Ya herkes rolünü çok iyi oynayıp hepimizle kafa buluyor ya da “usta”iyice kuşatıldı, kontrolü kaçırdı ve farkında değil.
“Usta” PKK’ya, BDP’ye, Kandil’e vurdukça vuruyor. Ama dikkat, “MHP’nin asmaması” dışında İmralı’yı ağzına almıyor. En yakın kurmayı Yalçın Akdoğan: “Bugün için Kandil’le görüşme yok.” diyor…
Beri yanda “devlet içinde devlet” gibi görülen “açılım” koordinatörü, “usta”nın yardımcısı Beşir Atalay, Barzani-ABD üstünden gösterse de PKK ile görüşmeler yapıldığını açıklıyor. Beraberinde “Kürtçe seçmeli ders” haberleri geliyor.
“Usta”ya bağlılığı tartışmasız İçişleri Bakanı İdris Naim Şahin KCK operasyonlarını tam gaz sürdürürken Uludere tartışmalarında Şahin’e muhtıra veren AKP’nin iki numarası Vanlı Hüseyin Çelik’e yakın AKP Van Milletvekili KCK operasyonlarını eleştiriyor vs.
Temmuz 2010’da İmralı görüşmeleri ortaya çıktığında yaşananları hatırlayın; “usta” demediğini bırakmamış: “İspatlamayan şerefsizdir.” şeklinde çok iddialı bir sözle kestirip atmıştır. Ama Oslo pazarlıkları her şeyi ortaya döktü. Diyeceğim, AKP içinde bu baş döndüren gel-gitler, “suçluların telaşı” içindeki bağırış-çağırışlar: “Yine neler oluyor? Kaçırılan bir şeyler mi var?” sorularını sormamızı gerektiriyor.
Oslo pazarlıkları nerede tıkandı? İmralı Bey’in önce ev hapsine alınması, sonra özgürleştirilmesi…Kürtçe eğitim…özerklik.

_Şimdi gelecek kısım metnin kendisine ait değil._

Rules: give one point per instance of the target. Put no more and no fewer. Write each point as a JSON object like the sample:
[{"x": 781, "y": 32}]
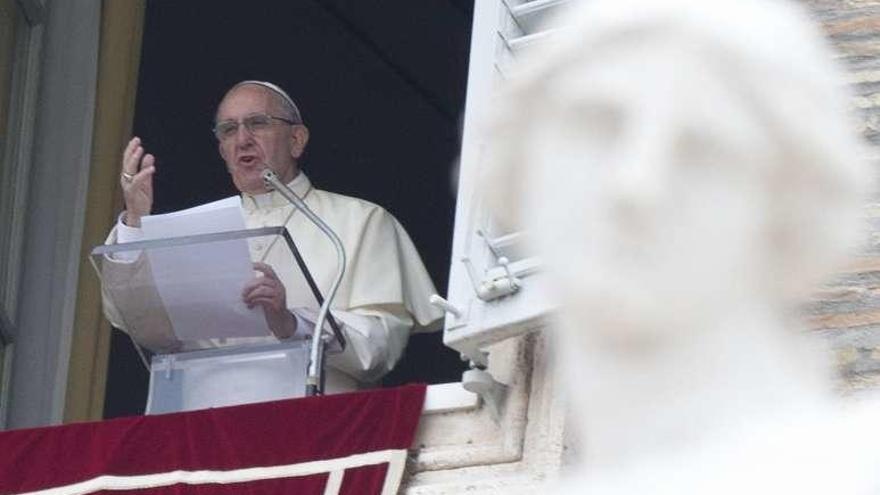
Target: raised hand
[
  {"x": 137, "y": 182},
  {"x": 266, "y": 290}
]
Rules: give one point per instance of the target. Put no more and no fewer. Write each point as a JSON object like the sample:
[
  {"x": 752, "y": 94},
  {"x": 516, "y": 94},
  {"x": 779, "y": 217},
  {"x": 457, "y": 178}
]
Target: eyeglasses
[{"x": 254, "y": 124}]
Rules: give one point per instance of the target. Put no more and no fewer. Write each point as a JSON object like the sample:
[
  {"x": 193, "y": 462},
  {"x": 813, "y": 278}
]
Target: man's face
[{"x": 247, "y": 153}]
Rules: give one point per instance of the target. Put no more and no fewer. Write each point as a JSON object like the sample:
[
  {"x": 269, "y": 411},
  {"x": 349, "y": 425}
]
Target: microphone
[{"x": 314, "y": 379}]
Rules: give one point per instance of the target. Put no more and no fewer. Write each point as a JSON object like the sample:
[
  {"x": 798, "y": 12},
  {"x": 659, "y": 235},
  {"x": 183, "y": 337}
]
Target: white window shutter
[{"x": 492, "y": 285}]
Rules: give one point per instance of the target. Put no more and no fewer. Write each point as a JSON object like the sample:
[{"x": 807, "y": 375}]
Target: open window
[
  {"x": 20, "y": 42},
  {"x": 492, "y": 294}
]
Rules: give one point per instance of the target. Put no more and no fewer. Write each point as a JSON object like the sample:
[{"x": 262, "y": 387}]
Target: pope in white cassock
[{"x": 384, "y": 294}]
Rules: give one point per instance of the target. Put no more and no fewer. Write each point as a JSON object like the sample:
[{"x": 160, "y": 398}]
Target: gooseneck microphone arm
[{"x": 314, "y": 379}]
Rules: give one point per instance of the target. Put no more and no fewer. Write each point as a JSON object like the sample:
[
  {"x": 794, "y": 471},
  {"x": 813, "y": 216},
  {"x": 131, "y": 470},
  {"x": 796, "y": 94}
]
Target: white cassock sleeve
[{"x": 375, "y": 340}]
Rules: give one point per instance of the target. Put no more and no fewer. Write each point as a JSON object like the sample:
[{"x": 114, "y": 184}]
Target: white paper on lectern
[{"x": 200, "y": 284}]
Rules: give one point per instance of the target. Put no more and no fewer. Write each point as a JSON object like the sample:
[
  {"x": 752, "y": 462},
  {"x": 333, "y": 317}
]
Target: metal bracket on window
[
  {"x": 437, "y": 301},
  {"x": 490, "y": 289},
  {"x": 492, "y": 392}
]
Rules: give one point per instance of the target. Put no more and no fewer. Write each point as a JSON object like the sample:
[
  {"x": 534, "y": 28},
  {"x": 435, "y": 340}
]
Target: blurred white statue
[{"x": 688, "y": 171}]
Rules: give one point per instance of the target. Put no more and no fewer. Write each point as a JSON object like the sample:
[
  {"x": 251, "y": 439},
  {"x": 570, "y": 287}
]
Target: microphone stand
[{"x": 315, "y": 377}]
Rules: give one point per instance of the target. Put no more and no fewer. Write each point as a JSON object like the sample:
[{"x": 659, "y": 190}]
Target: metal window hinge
[{"x": 489, "y": 289}]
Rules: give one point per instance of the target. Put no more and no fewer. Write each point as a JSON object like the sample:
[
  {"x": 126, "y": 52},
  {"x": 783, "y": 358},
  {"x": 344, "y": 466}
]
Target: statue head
[{"x": 675, "y": 160}]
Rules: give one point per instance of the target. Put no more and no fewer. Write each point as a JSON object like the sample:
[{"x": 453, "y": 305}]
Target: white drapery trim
[{"x": 395, "y": 458}]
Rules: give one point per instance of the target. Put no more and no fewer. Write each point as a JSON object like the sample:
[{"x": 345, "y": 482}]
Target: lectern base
[{"x": 226, "y": 377}]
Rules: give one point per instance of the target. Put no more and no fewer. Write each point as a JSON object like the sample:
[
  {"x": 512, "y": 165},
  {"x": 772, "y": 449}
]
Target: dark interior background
[{"x": 381, "y": 86}]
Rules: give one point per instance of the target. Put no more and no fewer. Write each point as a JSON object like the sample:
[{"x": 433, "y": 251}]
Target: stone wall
[{"x": 847, "y": 309}]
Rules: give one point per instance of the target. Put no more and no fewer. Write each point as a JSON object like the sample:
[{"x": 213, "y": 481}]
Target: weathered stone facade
[{"x": 847, "y": 310}]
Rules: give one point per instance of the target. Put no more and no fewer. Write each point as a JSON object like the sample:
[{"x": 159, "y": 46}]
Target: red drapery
[{"x": 251, "y": 449}]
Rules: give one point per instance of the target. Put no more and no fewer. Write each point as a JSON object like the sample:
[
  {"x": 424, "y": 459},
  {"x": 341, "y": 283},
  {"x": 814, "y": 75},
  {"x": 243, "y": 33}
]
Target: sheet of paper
[{"x": 201, "y": 284}]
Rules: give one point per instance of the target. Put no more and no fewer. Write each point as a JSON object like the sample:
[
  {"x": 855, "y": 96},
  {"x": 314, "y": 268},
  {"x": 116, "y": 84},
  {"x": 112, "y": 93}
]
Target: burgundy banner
[{"x": 256, "y": 448}]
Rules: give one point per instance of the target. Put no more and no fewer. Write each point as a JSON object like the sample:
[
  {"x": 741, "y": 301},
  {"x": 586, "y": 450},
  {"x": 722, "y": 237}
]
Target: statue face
[{"x": 647, "y": 183}]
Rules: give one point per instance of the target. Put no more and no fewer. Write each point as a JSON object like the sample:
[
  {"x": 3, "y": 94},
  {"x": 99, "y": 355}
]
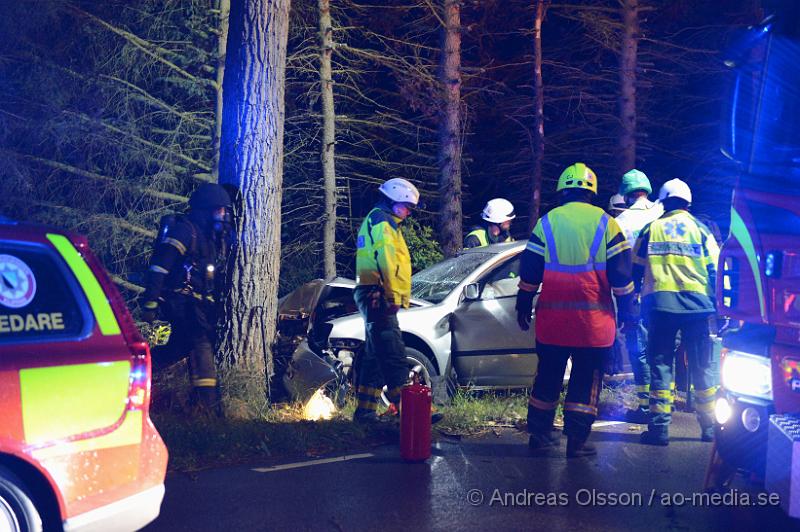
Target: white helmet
[
  {"x": 498, "y": 210},
  {"x": 675, "y": 188},
  {"x": 400, "y": 191},
  {"x": 617, "y": 201}
]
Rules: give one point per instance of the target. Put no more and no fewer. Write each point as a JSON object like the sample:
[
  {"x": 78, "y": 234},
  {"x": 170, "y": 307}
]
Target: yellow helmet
[{"x": 578, "y": 176}]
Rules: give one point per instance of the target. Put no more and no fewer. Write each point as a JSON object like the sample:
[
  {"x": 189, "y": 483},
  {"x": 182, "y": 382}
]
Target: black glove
[{"x": 524, "y": 309}]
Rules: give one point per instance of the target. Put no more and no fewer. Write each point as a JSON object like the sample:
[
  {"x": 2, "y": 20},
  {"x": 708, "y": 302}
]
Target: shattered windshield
[{"x": 434, "y": 283}]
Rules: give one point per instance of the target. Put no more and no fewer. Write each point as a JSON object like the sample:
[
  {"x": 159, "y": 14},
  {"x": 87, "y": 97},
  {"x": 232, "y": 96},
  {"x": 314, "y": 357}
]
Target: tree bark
[
  {"x": 328, "y": 138},
  {"x": 627, "y": 80},
  {"x": 450, "y": 214},
  {"x": 538, "y": 116},
  {"x": 251, "y": 159},
  {"x": 223, "y": 14}
]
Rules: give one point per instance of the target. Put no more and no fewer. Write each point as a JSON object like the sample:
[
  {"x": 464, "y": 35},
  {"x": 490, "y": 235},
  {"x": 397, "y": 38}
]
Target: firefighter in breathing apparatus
[
  {"x": 675, "y": 269},
  {"x": 579, "y": 256},
  {"x": 182, "y": 285},
  {"x": 497, "y": 214},
  {"x": 383, "y": 279},
  {"x": 640, "y": 211}
]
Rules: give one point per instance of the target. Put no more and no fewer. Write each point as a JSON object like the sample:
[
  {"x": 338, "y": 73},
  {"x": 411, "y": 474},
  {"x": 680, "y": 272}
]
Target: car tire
[
  {"x": 17, "y": 511},
  {"x": 415, "y": 358}
]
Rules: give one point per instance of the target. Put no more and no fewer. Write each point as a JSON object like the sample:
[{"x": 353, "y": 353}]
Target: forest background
[{"x": 111, "y": 113}]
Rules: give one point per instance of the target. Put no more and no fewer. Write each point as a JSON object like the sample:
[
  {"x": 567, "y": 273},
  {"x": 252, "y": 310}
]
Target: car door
[{"x": 489, "y": 348}]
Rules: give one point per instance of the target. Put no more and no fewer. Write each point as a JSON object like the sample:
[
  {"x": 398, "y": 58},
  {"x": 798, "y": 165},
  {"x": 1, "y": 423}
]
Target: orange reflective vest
[{"x": 575, "y": 307}]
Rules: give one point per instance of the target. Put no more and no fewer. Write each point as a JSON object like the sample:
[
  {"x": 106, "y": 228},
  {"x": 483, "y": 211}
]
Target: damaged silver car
[{"x": 461, "y": 328}]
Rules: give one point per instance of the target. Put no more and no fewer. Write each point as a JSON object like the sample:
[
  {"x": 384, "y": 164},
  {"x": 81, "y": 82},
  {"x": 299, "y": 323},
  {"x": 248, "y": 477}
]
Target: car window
[
  {"x": 337, "y": 301},
  {"x": 502, "y": 281},
  {"x": 436, "y": 282},
  {"x": 39, "y": 300}
]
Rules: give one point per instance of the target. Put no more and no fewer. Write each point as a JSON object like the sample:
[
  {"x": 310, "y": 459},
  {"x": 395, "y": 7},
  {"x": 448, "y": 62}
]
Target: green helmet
[
  {"x": 577, "y": 176},
  {"x": 634, "y": 180}
]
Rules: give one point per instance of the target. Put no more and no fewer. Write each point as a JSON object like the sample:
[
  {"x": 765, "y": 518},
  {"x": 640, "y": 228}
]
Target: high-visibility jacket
[
  {"x": 479, "y": 237},
  {"x": 637, "y": 216},
  {"x": 579, "y": 255},
  {"x": 675, "y": 261},
  {"x": 382, "y": 257}
]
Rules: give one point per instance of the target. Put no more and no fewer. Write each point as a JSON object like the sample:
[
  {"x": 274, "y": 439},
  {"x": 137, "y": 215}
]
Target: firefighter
[
  {"x": 640, "y": 211},
  {"x": 182, "y": 285},
  {"x": 675, "y": 268},
  {"x": 497, "y": 214},
  {"x": 579, "y": 256},
  {"x": 383, "y": 279}
]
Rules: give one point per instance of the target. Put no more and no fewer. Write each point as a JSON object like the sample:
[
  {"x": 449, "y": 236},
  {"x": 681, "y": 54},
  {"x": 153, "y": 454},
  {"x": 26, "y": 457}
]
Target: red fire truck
[{"x": 758, "y": 409}]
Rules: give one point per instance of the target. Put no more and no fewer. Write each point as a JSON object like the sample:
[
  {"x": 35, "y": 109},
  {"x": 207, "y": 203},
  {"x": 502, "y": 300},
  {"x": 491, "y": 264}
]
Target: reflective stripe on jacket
[
  {"x": 676, "y": 256},
  {"x": 636, "y": 218},
  {"x": 578, "y": 243},
  {"x": 382, "y": 257}
]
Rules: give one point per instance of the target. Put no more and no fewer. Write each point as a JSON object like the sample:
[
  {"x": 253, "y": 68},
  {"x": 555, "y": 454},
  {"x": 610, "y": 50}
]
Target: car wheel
[
  {"x": 416, "y": 359},
  {"x": 17, "y": 511}
]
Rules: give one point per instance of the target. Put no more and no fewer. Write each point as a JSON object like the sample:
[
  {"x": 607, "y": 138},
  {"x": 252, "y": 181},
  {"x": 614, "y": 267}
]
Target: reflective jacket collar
[
  {"x": 642, "y": 204},
  {"x": 674, "y": 212},
  {"x": 386, "y": 207}
]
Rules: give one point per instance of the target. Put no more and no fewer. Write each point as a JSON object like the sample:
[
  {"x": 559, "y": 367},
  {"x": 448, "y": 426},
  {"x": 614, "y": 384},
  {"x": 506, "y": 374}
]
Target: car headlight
[{"x": 747, "y": 374}]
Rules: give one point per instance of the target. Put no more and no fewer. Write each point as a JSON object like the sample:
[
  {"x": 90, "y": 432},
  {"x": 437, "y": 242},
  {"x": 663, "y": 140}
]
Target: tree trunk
[
  {"x": 450, "y": 132},
  {"x": 627, "y": 81},
  {"x": 328, "y": 137},
  {"x": 538, "y": 116},
  {"x": 251, "y": 159},
  {"x": 223, "y": 14}
]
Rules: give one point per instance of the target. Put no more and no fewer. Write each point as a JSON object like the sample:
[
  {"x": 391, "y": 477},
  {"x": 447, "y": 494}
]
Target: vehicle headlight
[{"x": 747, "y": 374}]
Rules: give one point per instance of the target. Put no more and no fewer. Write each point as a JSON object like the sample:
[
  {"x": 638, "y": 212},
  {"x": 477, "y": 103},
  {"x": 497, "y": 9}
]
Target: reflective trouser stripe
[
  {"x": 542, "y": 405},
  {"x": 706, "y": 395},
  {"x": 643, "y": 394},
  {"x": 660, "y": 408}
]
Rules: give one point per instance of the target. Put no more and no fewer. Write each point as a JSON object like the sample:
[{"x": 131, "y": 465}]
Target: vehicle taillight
[
  {"x": 730, "y": 282},
  {"x": 139, "y": 383}
]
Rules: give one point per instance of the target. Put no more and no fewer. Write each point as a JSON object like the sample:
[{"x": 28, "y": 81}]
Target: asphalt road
[{"x": 491, "y": 483}]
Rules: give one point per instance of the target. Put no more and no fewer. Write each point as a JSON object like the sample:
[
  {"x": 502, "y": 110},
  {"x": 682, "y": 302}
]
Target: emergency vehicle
[
  {"x": 77, "y": 448},
  {"x": 758, "y": 285}
]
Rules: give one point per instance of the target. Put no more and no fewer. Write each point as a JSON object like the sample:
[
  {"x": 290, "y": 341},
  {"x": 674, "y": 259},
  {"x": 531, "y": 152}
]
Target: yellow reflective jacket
[
  {"x": 675, "y": 261},
  {"x": 580, "y": 256},
  {"x": 382, "y": 257}
]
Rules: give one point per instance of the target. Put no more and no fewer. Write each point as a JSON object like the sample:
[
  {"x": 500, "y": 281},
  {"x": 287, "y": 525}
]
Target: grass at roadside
[{"x": 254, "y": 430}]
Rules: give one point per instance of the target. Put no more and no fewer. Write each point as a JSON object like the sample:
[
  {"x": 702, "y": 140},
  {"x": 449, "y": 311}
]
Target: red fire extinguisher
[{"x": 415, "y": 421}]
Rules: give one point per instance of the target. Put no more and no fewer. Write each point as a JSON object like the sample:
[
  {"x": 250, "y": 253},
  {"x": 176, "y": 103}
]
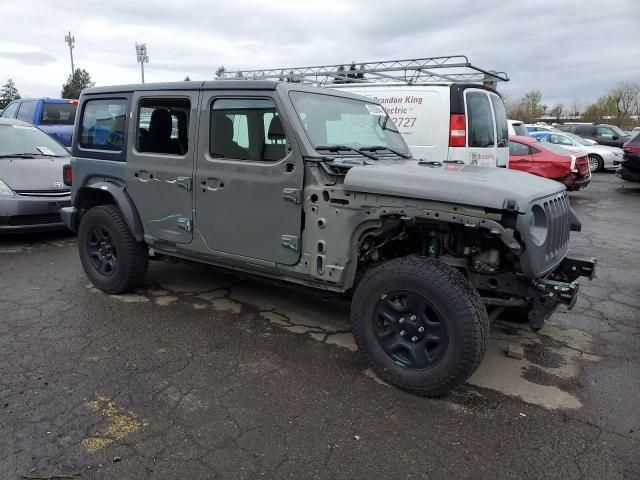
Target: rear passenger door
[
  {"x": 249, "y": 175},
  {"x": 160, "y": 161},
  {"x": 481, "y": 131}
]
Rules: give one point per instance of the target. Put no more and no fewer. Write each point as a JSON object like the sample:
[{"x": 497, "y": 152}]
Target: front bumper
[
  {"x": 541, "y": 296},
  {"x": 21, "y": 213}
]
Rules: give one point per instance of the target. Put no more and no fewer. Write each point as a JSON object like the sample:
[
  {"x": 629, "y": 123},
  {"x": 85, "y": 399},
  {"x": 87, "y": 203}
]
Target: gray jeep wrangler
[{"x": 317, "y": 187}]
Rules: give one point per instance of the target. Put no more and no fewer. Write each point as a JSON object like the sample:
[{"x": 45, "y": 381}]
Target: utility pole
[
  {"x": 71, "y": 41},
  {"x": 141, "y": 57}
]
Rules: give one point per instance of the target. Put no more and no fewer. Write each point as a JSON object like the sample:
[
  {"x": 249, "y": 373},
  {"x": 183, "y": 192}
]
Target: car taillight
[
  {"x": 67, "y": 175},
  {"x": 457, "y": 131},
  {"x": 631, "y": 149}
]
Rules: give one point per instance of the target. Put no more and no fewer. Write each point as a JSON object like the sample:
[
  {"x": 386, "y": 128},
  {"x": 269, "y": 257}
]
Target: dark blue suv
[{"x": 54, "y": 116}]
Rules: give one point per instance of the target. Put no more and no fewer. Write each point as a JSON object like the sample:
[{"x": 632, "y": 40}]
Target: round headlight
[{"x": 538, "y": 224}]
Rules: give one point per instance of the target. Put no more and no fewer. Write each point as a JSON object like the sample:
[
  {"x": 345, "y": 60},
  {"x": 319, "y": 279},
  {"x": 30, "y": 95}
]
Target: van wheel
[
  {"x": 111, "y": 257},
  {"x": 596, "y": 164},
  {"x": 420, "y": 324}
]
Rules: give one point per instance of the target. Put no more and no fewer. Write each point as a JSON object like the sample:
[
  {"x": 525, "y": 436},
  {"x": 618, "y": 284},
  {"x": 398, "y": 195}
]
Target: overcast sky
[{"x": 567, "y": 49}]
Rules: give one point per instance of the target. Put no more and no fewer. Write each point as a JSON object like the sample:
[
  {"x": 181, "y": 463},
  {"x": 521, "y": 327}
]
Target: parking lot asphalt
[{"x": 202, "y": 374}]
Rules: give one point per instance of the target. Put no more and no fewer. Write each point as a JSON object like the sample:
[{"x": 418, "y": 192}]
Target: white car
[
  {"x": 517, "y": 128},
  {"x": 600, "y": 156},
  {"x": 451, "y": 122}
]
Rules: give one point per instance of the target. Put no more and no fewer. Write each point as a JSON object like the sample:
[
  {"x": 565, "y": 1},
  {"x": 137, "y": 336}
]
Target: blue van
[{"x": 54, "y": 116}]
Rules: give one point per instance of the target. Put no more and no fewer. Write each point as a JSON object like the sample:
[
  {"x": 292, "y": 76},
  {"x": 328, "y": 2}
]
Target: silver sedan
[
  {"x": 31, "y": 185},
  {"x": 600, "y": 156}
]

Kürtçe eğitime başlanacağı açıklandı. Özerklik, sivil anayasa hazırlıklarıyla iyice hazmettirildi. Geriye ilk madde kaldı, değil mi? Temmuz 2011’deki Silvan Katliamı’ndan bu yana Öcalan’ın avukatları, hatta yakınlarıyla görüşmemesi, daha önemlisi BDP-PKK’nın bunu hiç de mesele yapmaması, yeri göğü inletmemesi size tuhaf gelmiyor mu? Başında bir sivilce çıksa kıyamet koparanların bu sükuneti neye yorumlanır ki? Birbirlerini gözden mi çıkardılar? Yeni bir “açılım” mı var? Ya da İmralı’ya Kandil’den gelen yeni ziyaretçiler mi var?
Kafan sorularla dolu yatınca rüyanda bile bu meseleyi görüyorsun haliyle. Son rüyamı paylaşayım: İmralı’da hummali bir çalışma varmış. Karada, denizde ne kadar radar varsa “yenilecek”, yeni güvenlik sistemi kurulacak gerekçesiyle sökülüyormuş. İmralı’da görev yapan askerleri de çekmişler üstelik. Telaşlanıyorum haliyle, tabii yine rüyamda: “Ya bu tamirat döneminde teröristbaşı bir yere nakledilirse? Ya o protokolü imzalayıp arşivine kaldırılan ‘hakem devlet’ bir gemi veya denizaltı ile İmralı’ya yanaşıp ‘Sayın’ı kaçırırsa?!..” diye kan ter içinde kalıyorum.
Hayırdır inşallah!.. Hayırdır inşallah!..
Sahi İmralı’da neler oluyor; havalar nasıl?